Exploring the Limits of Exploration: How LLMs Fare in Multi-Armed Bandit Environments

Introduction

The capacity for exploration underpins effective decision-making in complex environments. This paper scrutinizes the inherent abilities of contemporary LLMs to engage in exploration, crucial for reinforcement learning (RL) and sequential decision making. By deploying LLMs as agents within multi-armed bandit (MAB) settings—without any training adjustments—the investigation uniquely positions LLMs in scenarios that demand exploration for successful navigation and learning.

Experimental Design

Given the emerging relevance of in-context learning, this paper introduces a systematic examination of LLMs' exploration capabilities via simple yet foundational RL problems: multi-armed bandits. This choice is motivated by the simpleness and analytical tractability of MAB problems, which isolate the exploration-exploitation dilemma fundamental to decision making.

The research employs three LLMs: Gpt-3.5, GPT-4, and Llama2, leveraging various prompt designs to enact the MAB scenario and gather responses. These models are exposed to a set of specifically designed prompts that detail the bandit environment and query for next actions, giving rise to different experimental configurations based on the prompt nuances.
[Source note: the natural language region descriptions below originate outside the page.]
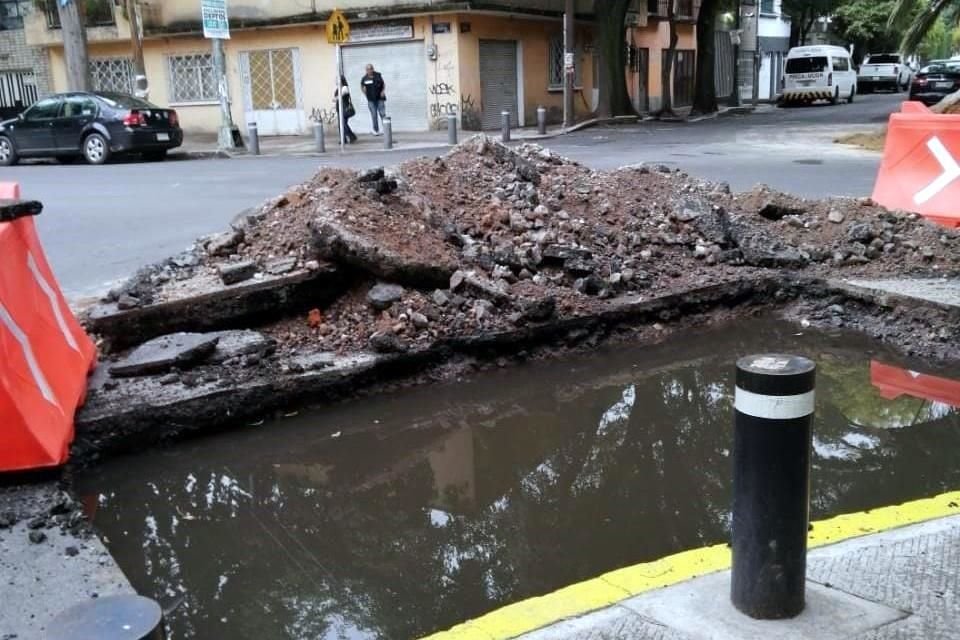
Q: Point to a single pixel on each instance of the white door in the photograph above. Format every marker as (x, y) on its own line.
(404, 70)
(272, 92)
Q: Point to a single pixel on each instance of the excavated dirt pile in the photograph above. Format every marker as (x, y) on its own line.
(489, 238)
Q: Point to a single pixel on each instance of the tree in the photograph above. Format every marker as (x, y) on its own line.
(614, 100)
(705, 89)
(72, 23)
(921, 16)
(804, 15)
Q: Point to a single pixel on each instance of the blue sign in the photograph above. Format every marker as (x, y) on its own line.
(214, 15)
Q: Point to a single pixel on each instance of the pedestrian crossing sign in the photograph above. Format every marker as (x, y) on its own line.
(338, 29)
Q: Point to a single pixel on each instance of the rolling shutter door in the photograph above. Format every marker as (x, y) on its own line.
(498, 79)
(403, 67)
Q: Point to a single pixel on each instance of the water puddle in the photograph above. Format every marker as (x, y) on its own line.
(395, 516)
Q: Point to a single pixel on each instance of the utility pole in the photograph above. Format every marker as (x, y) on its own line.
(226, 118)
(141, 85)
(74, 31)
(569, 62)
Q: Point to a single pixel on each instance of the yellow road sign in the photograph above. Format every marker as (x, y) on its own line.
(338, 29)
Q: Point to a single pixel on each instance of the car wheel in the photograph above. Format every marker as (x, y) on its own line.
(8, 154)
(96, 149)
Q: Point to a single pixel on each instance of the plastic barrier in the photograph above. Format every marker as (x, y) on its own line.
(921, 165)
(893, 382)
(45, 356)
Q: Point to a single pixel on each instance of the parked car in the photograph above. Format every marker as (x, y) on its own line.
(936, 81)
(818, 73)
(884, 71)
(93, 126)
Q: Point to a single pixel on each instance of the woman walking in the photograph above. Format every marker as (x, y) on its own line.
(341, 98)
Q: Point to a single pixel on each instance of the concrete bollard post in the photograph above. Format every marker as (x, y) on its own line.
(125, 617)
(254, 135)
(451, 129)
(318, 138)
(773, 435)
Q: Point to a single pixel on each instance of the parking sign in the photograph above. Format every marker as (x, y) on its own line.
(215, 23)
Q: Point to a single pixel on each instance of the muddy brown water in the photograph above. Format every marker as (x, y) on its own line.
(394, 516)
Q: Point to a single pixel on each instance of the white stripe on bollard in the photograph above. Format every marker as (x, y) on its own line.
(54, 303)
(774, 407)
(38, 377)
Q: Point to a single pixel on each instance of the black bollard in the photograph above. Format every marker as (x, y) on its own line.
(125, 617)
(773, 435)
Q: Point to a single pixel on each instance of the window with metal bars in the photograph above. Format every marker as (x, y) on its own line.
(555, 65)
(112, 74)
(192, 78)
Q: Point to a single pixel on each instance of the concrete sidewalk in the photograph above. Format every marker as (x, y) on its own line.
(902, 584)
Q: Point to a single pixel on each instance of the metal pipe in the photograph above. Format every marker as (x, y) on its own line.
(451, 129)
(254, 136)
(318, 138)
(773, 435)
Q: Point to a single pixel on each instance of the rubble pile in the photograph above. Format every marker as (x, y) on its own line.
(489, 238)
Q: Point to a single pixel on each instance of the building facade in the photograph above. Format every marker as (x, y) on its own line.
(773, 44)
(24, 70)
(437, 59)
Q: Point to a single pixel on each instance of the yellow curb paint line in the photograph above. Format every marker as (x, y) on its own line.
(610, 588)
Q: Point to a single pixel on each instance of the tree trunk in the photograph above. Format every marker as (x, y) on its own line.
(705, 89)
(74, 45)
(666, 72)
(611, 18)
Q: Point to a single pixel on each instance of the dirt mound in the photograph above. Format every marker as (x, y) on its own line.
(490, 238)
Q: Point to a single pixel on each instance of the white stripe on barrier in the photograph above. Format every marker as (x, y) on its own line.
(28, 355)
(54, 303)
(774, 407)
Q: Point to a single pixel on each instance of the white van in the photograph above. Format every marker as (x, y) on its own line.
(818, 73)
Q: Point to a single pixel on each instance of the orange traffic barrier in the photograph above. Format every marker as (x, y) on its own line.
(45, 356)
(921, 165)
(893, 382)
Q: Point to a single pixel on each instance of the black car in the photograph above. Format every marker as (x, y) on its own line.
(93, 126)
(936, 81)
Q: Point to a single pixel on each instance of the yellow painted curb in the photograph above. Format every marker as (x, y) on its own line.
(535, 613)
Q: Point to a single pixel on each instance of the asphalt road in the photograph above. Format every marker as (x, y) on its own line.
(101, 223)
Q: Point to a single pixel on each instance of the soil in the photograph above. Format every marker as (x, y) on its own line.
(489, 238)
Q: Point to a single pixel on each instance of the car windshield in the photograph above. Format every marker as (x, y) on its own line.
(123, 101)
(807, 65)
(940, 67)
(886, 58)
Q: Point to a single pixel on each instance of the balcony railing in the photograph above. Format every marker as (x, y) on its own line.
(686, 9)
(98, 13)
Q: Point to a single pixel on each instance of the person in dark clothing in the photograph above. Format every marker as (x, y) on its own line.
(375, 90)
(341, 97)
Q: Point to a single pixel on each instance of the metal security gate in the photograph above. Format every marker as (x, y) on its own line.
(723, 65)
(404, 71)
(640, 73)
(18, 90)
(272, 92)
(684, 76)
(498, 82)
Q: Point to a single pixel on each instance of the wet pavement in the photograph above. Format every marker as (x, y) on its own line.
(395, 516)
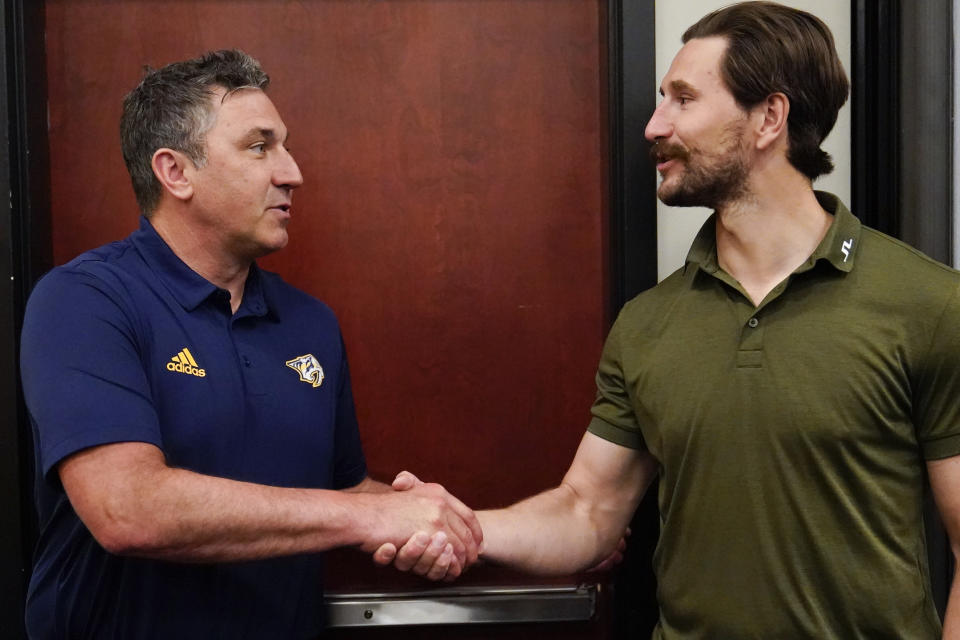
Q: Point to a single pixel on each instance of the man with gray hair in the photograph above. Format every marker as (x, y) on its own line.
(193, 419)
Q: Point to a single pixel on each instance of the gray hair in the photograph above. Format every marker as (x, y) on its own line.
(171, 108)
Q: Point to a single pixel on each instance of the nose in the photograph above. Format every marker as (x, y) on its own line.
(287, 173)
(659, 125)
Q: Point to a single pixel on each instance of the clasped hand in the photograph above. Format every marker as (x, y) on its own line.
(447, 537)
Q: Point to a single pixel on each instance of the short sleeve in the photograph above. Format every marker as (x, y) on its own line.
(350, 466)
(937, 396)
(614, 416)
(83, 378)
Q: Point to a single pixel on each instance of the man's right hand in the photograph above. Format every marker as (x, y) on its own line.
(429, 556)
(443, 535)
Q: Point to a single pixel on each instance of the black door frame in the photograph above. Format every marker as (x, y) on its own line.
(25, 252)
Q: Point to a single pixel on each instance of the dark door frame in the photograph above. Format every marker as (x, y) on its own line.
(25, 252)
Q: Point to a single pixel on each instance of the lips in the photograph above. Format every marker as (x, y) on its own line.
(663, 154)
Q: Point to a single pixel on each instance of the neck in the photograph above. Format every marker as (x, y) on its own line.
(204, 253)
(763, 238)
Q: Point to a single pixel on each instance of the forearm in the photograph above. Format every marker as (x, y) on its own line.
(188, 517)
(552, 533)
(951, 620)
(134, 504)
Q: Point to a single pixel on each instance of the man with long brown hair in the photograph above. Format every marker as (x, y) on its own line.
(793, 384)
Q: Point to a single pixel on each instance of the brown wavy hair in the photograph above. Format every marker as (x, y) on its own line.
(776, 49)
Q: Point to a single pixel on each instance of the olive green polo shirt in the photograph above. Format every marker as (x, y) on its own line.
(792, 436)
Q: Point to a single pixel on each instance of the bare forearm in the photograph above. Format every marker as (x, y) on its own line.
(134, 504)
(189, 517)
(549, 534)
(951, 621)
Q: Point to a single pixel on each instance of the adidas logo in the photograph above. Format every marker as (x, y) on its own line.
(183, 362)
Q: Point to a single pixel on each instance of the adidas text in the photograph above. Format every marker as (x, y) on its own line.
(186, 368)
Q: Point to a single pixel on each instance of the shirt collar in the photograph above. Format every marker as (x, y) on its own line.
(186, 285)
(838, 247)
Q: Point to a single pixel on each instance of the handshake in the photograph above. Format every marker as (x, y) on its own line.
(420, 527)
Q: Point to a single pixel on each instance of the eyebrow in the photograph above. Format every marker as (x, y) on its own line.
(680, 86)
(263, 132)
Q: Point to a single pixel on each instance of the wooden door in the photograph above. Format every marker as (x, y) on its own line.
(453, 216)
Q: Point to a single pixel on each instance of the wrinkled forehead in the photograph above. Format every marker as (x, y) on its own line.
(245, 109)
(697, 65)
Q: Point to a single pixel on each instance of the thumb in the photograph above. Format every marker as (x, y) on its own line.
(405, 480)
(385, 554)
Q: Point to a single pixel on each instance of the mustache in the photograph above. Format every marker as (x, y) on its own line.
(661, 151)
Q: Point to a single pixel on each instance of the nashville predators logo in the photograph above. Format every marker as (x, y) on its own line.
(308, 368)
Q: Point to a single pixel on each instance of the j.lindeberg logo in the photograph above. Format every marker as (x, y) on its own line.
(308, 368)
(183, 362)
(845, 248)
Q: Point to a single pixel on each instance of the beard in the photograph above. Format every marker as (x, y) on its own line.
(708, 179)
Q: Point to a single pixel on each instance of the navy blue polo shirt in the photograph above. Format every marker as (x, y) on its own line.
(127, 344)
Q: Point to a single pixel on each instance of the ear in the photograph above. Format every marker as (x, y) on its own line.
(173, 169)
(772, 119)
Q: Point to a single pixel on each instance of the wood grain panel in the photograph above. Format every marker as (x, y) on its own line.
(451, 214)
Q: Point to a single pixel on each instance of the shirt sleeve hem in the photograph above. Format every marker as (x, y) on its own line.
(617, 435)
(65, 448)
(941, 447)
(352, 478)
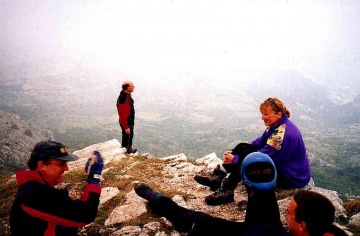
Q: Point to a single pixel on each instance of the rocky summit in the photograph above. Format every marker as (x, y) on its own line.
(122, 212)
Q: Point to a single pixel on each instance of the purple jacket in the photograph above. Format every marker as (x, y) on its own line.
(284, 144)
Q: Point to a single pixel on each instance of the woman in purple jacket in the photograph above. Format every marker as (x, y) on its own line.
(282, 141)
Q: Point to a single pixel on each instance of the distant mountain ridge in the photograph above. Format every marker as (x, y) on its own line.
(17, 139)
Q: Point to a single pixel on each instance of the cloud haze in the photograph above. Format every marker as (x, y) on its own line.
(209, 39)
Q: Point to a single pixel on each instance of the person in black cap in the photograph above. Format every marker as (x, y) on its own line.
(309, 213)
(41, 209)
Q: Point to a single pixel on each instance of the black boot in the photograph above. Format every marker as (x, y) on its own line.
(212, 180)
(221, 196)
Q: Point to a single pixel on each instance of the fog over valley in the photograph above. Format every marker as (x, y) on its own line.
(200, 69)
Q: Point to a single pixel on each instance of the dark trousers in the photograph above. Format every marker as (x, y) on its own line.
(242, 150)
(262, 216)
(126, 141)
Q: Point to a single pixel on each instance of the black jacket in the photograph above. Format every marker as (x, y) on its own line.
(40, 209)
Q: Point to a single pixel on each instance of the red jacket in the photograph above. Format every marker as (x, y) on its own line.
(126, 111)
(40, 209)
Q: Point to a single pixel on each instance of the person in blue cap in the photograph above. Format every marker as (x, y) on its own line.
(41, 209)
(281, 140)
(262, 213)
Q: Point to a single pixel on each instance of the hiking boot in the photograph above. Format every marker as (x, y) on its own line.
(212, 180)
(146, 192)
(220, 196)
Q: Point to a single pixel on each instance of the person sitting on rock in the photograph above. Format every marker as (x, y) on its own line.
(309, 213)
(39, 207)
(282, 141)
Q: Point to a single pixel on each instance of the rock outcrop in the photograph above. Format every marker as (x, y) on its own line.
(177, 174)
(122, 212)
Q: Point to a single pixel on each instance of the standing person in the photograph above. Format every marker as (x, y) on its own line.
(41, 209)
(126, 112)
(282, 141)
(309, 213)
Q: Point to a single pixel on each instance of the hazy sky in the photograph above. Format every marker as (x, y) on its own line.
(200, 37)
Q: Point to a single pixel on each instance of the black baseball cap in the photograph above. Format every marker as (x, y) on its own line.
(45, 150)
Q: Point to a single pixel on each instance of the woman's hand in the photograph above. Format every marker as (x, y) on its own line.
(227, 157)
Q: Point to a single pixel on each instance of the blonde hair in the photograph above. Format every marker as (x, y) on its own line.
(276, 106)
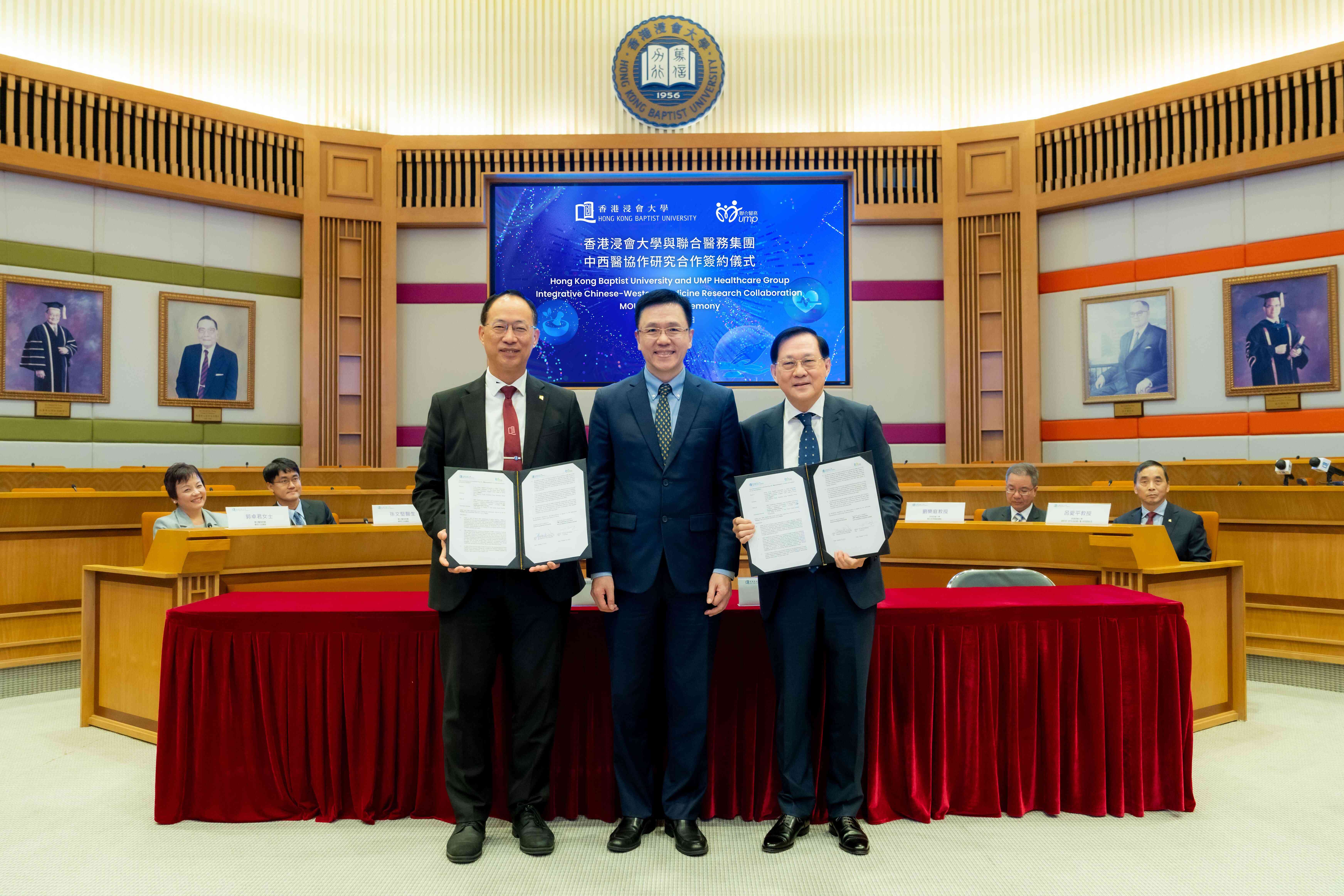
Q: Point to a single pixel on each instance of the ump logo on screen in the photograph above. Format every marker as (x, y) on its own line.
(669, 72)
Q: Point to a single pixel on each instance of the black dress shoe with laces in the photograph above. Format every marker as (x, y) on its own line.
(464, 846)
(690, 841)
(786, 831)
(628, 833)
(534, 837)
(853, 840)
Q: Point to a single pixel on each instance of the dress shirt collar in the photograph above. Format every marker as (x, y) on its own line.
(654, 383)
(494, 385)
(818, 408)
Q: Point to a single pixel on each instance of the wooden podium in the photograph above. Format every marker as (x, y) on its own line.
(927, 555)
(124, 608)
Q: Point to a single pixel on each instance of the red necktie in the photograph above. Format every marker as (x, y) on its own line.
(513, 445)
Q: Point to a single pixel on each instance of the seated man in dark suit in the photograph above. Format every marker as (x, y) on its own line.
(1021, 487)
(1183, 527)
(282, 479)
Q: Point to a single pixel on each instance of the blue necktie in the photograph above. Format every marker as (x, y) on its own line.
(808, 449)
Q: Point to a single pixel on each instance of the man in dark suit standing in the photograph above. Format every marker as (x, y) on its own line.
(500, 421)
(208, 370)
(1183, 527)
(663, 451)
(1142, 367)
(1021, 488)
(284, 481)
(835, 605)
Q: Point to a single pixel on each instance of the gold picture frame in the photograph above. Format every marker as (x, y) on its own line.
(1318, 303)
(11, 344)
(171, 342)
(1097, 359)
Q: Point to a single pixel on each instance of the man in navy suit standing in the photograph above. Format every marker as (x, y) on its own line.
(663, 453)
(208, 370)
(833, 605)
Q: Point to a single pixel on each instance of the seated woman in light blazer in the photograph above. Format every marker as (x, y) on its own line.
(187, 491)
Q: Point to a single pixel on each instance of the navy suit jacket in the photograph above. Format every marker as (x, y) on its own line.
(1185, 528)
(221, 379)
(847, 428)
(643, 510)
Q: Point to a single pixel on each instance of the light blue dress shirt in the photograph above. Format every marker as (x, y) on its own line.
(678, 383)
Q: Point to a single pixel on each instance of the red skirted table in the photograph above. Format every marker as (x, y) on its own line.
(982, 702)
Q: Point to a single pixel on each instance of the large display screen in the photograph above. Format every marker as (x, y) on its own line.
(753, 254)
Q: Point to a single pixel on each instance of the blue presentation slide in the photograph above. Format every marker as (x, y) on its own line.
(754, 256)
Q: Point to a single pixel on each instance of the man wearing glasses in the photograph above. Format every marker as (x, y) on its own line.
(208, 370)
(1021, 488)
(1142, 367)
(503, 420)
(663, 452)
(831, 610)
(283, 480)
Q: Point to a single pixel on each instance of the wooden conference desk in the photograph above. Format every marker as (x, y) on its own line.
(1291, 539)
(124, 606)
(1142, 558)
(45, 539)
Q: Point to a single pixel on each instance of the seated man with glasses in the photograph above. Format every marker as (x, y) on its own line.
(282, 479)
(1021, 488)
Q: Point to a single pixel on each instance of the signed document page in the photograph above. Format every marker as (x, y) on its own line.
(554, 514)
(847, 507)
(777, 504)
(482, 519)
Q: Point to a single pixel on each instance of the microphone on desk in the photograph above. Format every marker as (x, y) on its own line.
(1324, 465)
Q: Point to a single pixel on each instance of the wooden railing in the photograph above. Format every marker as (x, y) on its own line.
(884, 175)
(80, 124)
(1289, 108)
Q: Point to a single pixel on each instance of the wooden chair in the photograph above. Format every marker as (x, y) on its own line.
(1210, 519)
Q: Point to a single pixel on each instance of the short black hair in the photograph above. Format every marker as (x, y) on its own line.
(179, 473)
(486, 308)
(796, 331)
(278, 467)
(662, 297)
(1148, 464)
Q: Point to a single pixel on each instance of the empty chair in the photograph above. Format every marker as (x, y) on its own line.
(998, 578)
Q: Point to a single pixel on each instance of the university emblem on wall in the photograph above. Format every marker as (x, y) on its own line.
(669, 72)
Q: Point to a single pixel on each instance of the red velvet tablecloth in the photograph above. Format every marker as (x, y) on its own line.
(980, 702)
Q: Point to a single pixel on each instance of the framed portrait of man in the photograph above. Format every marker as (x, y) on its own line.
(1128, 350)
(1281, 332)
(54, 340)
(206, 351)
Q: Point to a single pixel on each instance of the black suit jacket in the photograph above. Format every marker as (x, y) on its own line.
(1183, 527)
(316, 512)
(643, 510)
(221, 379)
(1005, 515)
(847, 428)
(455, 436)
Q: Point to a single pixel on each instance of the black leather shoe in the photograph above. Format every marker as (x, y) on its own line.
(466, 844)
(690, 841)
(786, 831)
(628, 833)
(534, 837)
(853, 840)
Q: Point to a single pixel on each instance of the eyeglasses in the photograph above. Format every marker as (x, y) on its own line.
(519, 330)
(808, 365)
(671, 332)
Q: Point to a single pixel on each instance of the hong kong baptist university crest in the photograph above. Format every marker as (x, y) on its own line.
(669, 72)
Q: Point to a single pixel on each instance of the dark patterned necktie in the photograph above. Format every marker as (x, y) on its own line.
(663, 421)
(808, 449)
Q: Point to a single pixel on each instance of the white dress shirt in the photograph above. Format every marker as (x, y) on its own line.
(495, 417)
(794, 429)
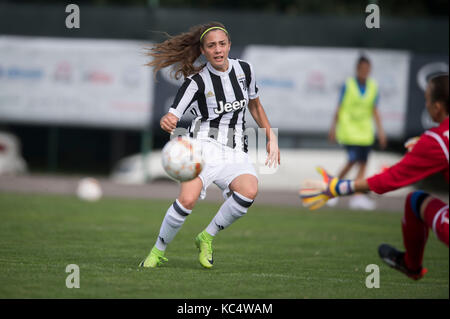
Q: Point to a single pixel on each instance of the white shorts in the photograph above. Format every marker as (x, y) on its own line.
(222, 165)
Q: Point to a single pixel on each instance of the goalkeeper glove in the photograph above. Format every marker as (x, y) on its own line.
(315, 193)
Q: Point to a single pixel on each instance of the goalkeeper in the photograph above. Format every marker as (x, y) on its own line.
(429, 155)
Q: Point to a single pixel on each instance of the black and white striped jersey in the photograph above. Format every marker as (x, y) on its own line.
(218, 100)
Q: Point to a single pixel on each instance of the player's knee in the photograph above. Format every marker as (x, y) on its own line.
(250, 191)
(414, 202)
(188, 201)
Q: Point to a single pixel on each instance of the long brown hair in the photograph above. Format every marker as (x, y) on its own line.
(181, 50)
(439, 89)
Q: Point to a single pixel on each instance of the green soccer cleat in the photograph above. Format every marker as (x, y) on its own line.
(203, 242)
(154, 259)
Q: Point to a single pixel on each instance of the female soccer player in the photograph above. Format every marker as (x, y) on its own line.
(353, 127)
(430, 155)
(220, 91)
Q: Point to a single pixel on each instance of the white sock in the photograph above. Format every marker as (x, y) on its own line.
(174, 219)
(231, 210)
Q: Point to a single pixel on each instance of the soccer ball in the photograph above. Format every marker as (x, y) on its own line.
(89, 189)
(182, 158)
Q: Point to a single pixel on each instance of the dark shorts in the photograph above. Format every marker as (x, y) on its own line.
(357, 153)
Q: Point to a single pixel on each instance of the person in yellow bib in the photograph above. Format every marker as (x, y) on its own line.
(353, 124)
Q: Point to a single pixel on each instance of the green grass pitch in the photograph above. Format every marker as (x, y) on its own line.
(273, 252)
The exploration behaviors of these LLMs are probed across multiple settings:

  • Environment Complexity: Easy and hard instances of MAB are chosen based on the number of arms and reward distribution complexities.
  • Temperature Settings: Zero and one temperature settings in LLM prompts aim to distinguish between intrinsic exploration and externally injected randomness.
  • Prompt Variations: Ranging from basic to advanced prompts, this paper encompasses different scenarios, framings, summarization levels, and prompting for chain-of-thought reasoning.

Results and Findings

Across numerous experimental runs, a single configurational success emerged: GPT-4, complemented by specific prompt attributes that suggested exploration, summarized interaction history, and enforced chain-of-thought reasoning. This configuration exhibited robust exploratory behavior, effectively identifying and exploiting the most rewarding actions in the stipulated bandit environment.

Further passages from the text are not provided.